Ill just type what i think i know, then you correct me if I'm wrong.
So basically, It's an 8 core processor.
It has 4 modules, each containing 2 cores, that share some resources, including FPU and L2 Cache.
1 Module has 256 bit FPU, and can also act as 2x128 bit FPU if needed, so each core can do It's own job.
Each module has decoders, fetch, EUs, I/O pipeline. Piledriver cores share decoders and fetch.
Now thing i don't understand.
When they can and can't use 4 or 8 cores ? If they share FPU, does that mean that they can constantly use 8 core normally if each has 128bit FPU ?
OR, when one core is working, other one is 'waiting' ? But why is there 2x128bit then ? Is it because 8 cores can sometimes do the work, and sometimes they need to do it with 4 ?
All x86 CPUs from AMD and Intel use a compatible logical processor interface. The physical arrangement of the resources inside of the CPU package may affect performance, but they do not affect capability.
Understanding how this affects the FPU requires knowledge of how the FPU used in Intel's and AMD's microprocessors works.
In the early 1990s the FPU was a coprocessor that performed scalar floating point arithmetic. Intel integrated the FPU into the CPU starting with the 80486. AMD of course followed suit. This operational stack is called x87 and uses its own set of 8x80-bit CPU registers in addition to the original 8x32-bit general purpose registers.
In the mid to late 1990s Intel began adding additional instruction sets to extend the arithmetic capabilities of their microarchitecture. The first of these was called MMX (it's not an acryonym). MMX shares the same CPU registers as the x87 floating point operations but enables vector integer math. Vector operations are not possible on the general purpose registers. Vector operations enable data-level-parallelism by performing the same operation on multiple sets of data. For example, a general purpose CPU register on a Pentium MMX can be treated as an 8-bit value, a 16-bit value, or a 32-bit value. A 64-bit MMX register (sharing the same physical location as an 80-bit x87 register) can be treated as a pair of 32-bit values, four 16-bit values, or eight 8-bit values. This enables acceleration of certain mathematical formulas that are highly data parallel such as matrix multiplication. The CPU can perform up to eight arithmetic operations at once.

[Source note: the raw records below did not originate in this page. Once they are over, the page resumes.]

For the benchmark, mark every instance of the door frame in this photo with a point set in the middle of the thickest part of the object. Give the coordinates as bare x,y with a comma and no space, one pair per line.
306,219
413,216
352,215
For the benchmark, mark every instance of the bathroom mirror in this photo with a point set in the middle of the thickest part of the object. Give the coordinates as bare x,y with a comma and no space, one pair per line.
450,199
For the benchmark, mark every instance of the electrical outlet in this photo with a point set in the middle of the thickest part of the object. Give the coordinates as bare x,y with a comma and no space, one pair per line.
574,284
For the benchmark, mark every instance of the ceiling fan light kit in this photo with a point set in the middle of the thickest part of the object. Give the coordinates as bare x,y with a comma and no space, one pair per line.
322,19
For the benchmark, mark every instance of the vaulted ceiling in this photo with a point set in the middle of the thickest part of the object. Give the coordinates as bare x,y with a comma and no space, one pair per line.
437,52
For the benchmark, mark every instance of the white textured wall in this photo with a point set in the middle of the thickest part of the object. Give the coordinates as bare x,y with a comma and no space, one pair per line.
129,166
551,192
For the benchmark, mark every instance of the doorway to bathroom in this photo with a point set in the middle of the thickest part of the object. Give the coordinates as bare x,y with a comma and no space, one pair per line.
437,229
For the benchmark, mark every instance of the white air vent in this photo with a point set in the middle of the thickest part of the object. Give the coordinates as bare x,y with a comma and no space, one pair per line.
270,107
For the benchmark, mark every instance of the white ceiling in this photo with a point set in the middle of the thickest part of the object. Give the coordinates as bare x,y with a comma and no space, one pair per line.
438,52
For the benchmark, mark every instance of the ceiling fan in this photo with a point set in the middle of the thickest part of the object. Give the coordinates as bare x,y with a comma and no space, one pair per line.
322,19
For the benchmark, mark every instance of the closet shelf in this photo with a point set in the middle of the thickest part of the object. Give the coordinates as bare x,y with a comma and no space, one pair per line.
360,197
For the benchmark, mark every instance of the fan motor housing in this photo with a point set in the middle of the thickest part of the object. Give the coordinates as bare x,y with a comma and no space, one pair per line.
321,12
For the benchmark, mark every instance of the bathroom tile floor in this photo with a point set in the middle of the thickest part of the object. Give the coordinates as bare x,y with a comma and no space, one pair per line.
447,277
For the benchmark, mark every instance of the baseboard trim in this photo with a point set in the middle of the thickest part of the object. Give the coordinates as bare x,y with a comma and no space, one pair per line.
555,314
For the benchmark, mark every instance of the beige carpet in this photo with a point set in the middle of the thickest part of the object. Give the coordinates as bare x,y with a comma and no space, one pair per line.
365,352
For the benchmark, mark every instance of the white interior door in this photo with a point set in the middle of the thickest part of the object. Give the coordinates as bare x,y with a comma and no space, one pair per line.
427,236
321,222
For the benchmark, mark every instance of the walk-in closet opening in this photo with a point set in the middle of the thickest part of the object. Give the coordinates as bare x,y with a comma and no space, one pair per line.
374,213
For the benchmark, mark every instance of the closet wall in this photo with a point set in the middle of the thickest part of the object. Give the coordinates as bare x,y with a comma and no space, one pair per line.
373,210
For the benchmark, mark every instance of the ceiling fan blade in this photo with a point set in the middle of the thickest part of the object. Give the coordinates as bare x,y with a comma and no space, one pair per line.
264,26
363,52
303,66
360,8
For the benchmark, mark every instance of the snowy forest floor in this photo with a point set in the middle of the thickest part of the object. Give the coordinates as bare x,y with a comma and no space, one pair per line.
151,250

Next up is the SSE stack. SSE (Streaming SIMD Extensions) was designed to integrate and replace x87 and MMX. SSE debuted with 8x128-bit registers and successive revisions (SSE,SSE2,SSE3,SSSE3,SSE4.1,SSE4.2) have added new instructions. Right now the SSE stack is responsible for vector integer arithmetic, vector logicals, scalar floating point arithmetic, and vector floating point arithmetic. The SSE stack was extended to 16x128-bit registers for use with the 64-bit long mode.

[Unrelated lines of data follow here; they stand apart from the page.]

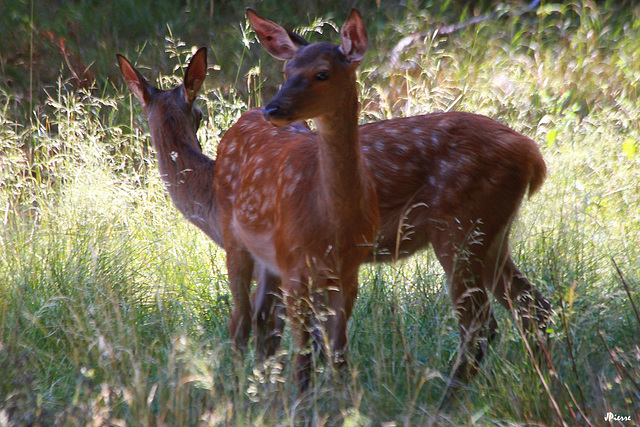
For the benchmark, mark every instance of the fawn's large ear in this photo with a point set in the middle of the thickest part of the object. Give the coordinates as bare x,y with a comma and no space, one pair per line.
280,43
138,85
196,72
353,37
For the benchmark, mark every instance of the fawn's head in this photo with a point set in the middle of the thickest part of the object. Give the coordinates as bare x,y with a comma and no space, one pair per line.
174,105
319,77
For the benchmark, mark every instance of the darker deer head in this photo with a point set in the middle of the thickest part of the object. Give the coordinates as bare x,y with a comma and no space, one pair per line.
317,75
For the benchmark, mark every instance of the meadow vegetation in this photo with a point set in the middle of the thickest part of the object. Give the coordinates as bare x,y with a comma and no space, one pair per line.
113,308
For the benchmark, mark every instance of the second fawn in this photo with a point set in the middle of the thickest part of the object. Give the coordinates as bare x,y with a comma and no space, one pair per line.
304,205
452,180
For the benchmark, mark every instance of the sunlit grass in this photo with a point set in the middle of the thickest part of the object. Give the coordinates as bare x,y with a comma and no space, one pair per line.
113,308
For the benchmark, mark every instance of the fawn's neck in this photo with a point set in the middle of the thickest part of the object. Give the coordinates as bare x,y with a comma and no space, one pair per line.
343,173
187,173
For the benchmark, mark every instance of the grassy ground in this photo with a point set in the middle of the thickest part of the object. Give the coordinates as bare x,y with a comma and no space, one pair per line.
113,308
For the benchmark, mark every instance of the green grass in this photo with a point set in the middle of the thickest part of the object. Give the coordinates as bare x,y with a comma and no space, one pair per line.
113,308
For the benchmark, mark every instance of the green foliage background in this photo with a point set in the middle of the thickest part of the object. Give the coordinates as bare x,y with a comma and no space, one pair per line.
113,308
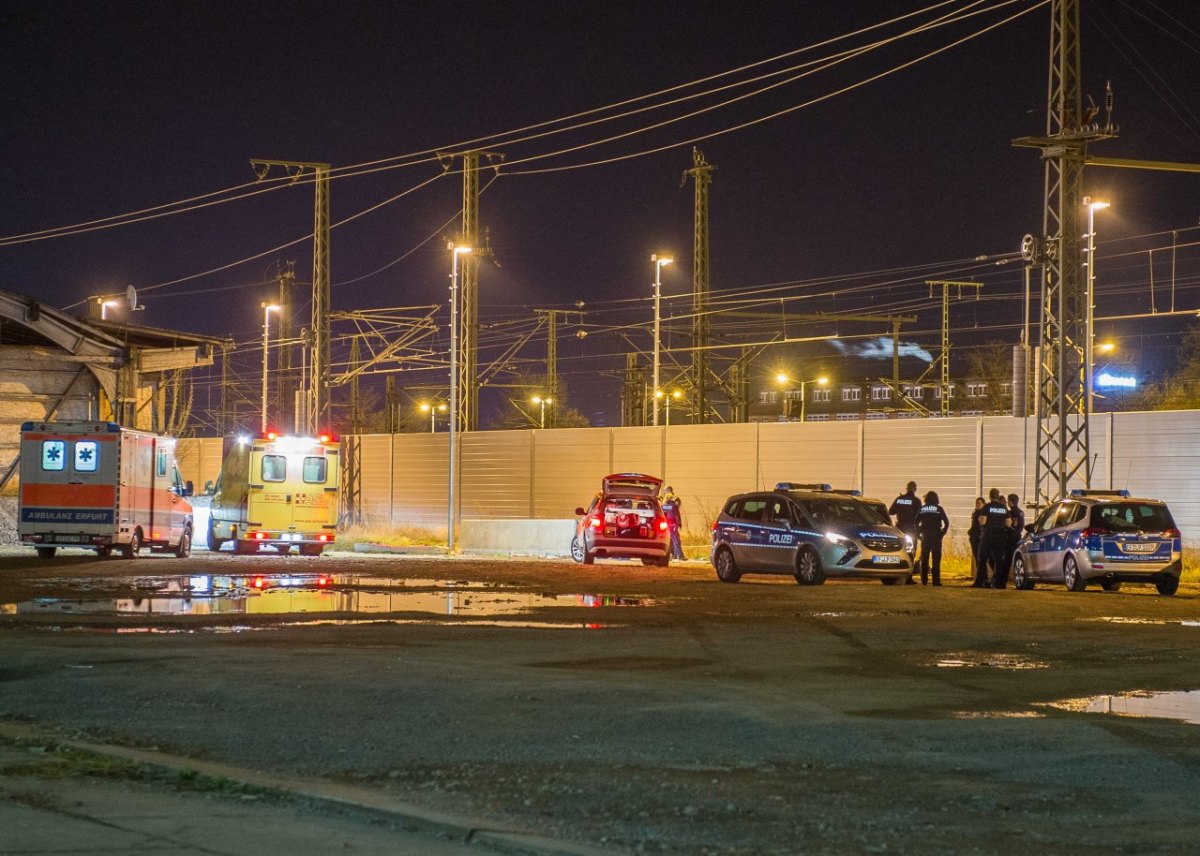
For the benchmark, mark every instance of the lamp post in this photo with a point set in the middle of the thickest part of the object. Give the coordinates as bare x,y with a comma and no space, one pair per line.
658,295
455,251
540,400
1093,205
784,379
677,394
432,409
267,328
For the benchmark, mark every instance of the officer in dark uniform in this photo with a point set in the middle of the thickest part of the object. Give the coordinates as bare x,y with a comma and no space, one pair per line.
994,540
931,525
904,508
1015,530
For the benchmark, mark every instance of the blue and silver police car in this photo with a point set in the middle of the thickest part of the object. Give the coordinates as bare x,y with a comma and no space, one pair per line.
810,532
1104,537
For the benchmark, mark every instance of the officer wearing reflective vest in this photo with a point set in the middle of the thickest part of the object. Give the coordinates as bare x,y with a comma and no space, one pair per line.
995,520
905,508
933,525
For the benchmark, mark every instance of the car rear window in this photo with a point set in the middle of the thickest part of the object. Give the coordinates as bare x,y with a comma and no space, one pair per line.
840,510
1132,516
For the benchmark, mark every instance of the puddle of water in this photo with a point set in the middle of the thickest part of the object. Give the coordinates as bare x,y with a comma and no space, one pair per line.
1182,706
1129,620
972,660
288,594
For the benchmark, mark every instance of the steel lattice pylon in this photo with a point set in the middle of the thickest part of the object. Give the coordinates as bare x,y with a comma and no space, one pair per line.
1062,401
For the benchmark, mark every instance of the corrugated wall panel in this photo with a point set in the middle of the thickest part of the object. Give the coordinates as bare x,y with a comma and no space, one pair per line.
375,456
821,453
1158,455
706,464
636,450
937,454
568,467
420,479
496,474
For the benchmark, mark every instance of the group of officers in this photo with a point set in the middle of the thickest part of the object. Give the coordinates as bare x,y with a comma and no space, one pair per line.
996,527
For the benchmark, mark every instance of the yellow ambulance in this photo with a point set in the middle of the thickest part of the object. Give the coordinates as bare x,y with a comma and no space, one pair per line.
277,491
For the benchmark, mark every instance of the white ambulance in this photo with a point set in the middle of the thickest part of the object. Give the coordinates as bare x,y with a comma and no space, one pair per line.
277,491
101,486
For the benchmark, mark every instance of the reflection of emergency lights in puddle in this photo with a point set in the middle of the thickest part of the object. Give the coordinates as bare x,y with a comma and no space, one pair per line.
262,594
1182,706
1008,662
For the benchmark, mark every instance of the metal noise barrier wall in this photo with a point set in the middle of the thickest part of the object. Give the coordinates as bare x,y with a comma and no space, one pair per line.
547,473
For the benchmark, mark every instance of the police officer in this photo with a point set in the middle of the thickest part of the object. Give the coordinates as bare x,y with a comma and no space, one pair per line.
1014,532
994,521
904,508
931,525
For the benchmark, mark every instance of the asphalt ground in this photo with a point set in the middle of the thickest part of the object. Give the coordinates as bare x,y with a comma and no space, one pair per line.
615,707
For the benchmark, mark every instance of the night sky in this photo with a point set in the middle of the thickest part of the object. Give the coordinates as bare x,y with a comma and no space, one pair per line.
850,203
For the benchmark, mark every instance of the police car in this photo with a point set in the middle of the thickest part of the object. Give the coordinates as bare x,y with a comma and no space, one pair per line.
810,532
1105,537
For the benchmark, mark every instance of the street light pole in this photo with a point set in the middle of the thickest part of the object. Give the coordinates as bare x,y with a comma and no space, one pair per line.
454,388
267,328
658,295
1092,207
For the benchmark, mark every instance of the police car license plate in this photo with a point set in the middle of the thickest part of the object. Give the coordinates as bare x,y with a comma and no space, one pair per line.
1140,546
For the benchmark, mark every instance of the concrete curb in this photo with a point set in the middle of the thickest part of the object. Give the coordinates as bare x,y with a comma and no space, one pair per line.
467,830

The newest revision is AVX (Advanced Vector Extensions), extends the SSE stack to 256-bit registers. AVX adds 256-bit vector floating point operations, and AVX2 adds 256-bit vector integer operations. AVX-512 further extends the registers to 512 bits, but right now AVX-512 is only used on Intel's Xeon Phi coprocessors.
AMD's implementation of the floating point hardware on their FX series microprocessors is split. The unit may operate on separate SSE instructions from both of the frontends to which it is coupled at the same time, or it may operate on AVX instructions from one of the frontends to which it is coupled. If both frontends issue AVX instructions, one of them will have to wait in the reservation station temporarily.